Recrues en rodage, chat noir et système défaillant : pourquoi la mayonnaise ne prend pas au RC Lens

L’an passé, la magie avait opéré instantanément, défiant les lois de l’adaptation malgré un mercato agité. Mais les miracles se reproduisent rarement sur commande. Si la saison 2025-2026 sous l’ère Pierre Sage faisait figure d’exception confirmant la règle, le RC Lens cuvée 2026-2027 nous rappelle une vérité implacable du football : rebâtir un effectif en profondeur exige du temps, de la sueur et inévitablement, quelques grincements de dents.

Un puzzle collectif dont il manque les bords

Le Racing paie aujourd’hui au prix fort sa mue estivale.
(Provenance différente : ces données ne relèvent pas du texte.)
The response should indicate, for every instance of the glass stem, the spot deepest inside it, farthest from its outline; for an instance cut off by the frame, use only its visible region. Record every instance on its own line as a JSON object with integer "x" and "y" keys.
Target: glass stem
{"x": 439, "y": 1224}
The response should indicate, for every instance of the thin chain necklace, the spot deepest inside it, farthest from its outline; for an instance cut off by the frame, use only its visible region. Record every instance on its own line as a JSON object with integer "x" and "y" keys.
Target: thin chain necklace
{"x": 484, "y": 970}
Orphelin de cadres historiques et de profils explosifs (Sarr, Saïd, Thomasson, Sangaré, Saint-Maximin), le club a confié les clés du camion à Dino Toppmöller, un technicien qui découvre tout juste les rugosités de la Ligue 1. Le constat sur le pré est limpide : les recrues ne sont pas toutes sur la même longueur d’onde athlétique. Yacine Titraoui alterne le bon et le moins bon, Saud Abdulhamid peine à retrouver le niveau qui était le sien il y a quelques mois, tandis que le trio Michaël Cuisance, Franjo Ivanovic et Thorgan Hazard cherche encore sa carburation. Quant aux ultimes renforts, Jean-Clair Todibo et Junior Kadile, ils sont encore trop justes physiquement pour faire partie du groupe. Le liant collectif bégaie et le fameux pressing artésien s’est totalement évaporé.

Le chat noir a pris ses quartiers à La Gaillette

Pour ne rien arranger, la malchance s’acharne avec une cruauté rare sur le vestiaire lensois, donnant à ce début de saison des allures de chemin de croix. La défense est un champ de ruines : Maik Nawrocki a fait une croix sur sa saison, Samson Baidoo a rechuté, Saud Abdulhamid vient de louper deux rencontres et Jonathan Gradit n’a pas encore le coffre pour débuter. Ajoutez à cela les suspensions (Kyllian Antonio pour deux matches, imité ce week-end par Souleymane Sagnan) et les blessures toutes fraîches de Matthieu Udol et Yacine Titraoui, et vous obtenez un casse-tête insoluble. Même l’attaque boite, avec un Odsonne Edouard freiné par ses adducteurs et des tourments personnels. Avec une telle photographie clinique, voir le RC Lens patiner en mode diesel relève presque de la normalité.

Le grand écart entre la gronde et l’optimisme du capitaine

Si les travées de Bollaert commencent légitimement à voir le verre à moitié vide, le vestiaire, lui, fait bloc. En véritable taulier, le capitaine Florian Thauvin refuse de céder à la sinistrose ambiante, assumant cette période de rodage obligatoire : « On doit trouver un nouvel équilibre avec une équipe qui fonctionne, mais je n’ai pas de doute. » Pour sa part, le coach a même ajouté « Si tout le monde revient, on va être très forts. » Une confiance inébranlable qu’il faudra urgemment matérialiser sur le terrain. Le vertigineux déplacement européen sur la pelouse du Slavia Prague ce jeudi, suivi du voyage au Mans en championnat dimanche, feront office de révélateurs impitoyables pour jauger les réels progrès de ce Racing en pleine convalescence.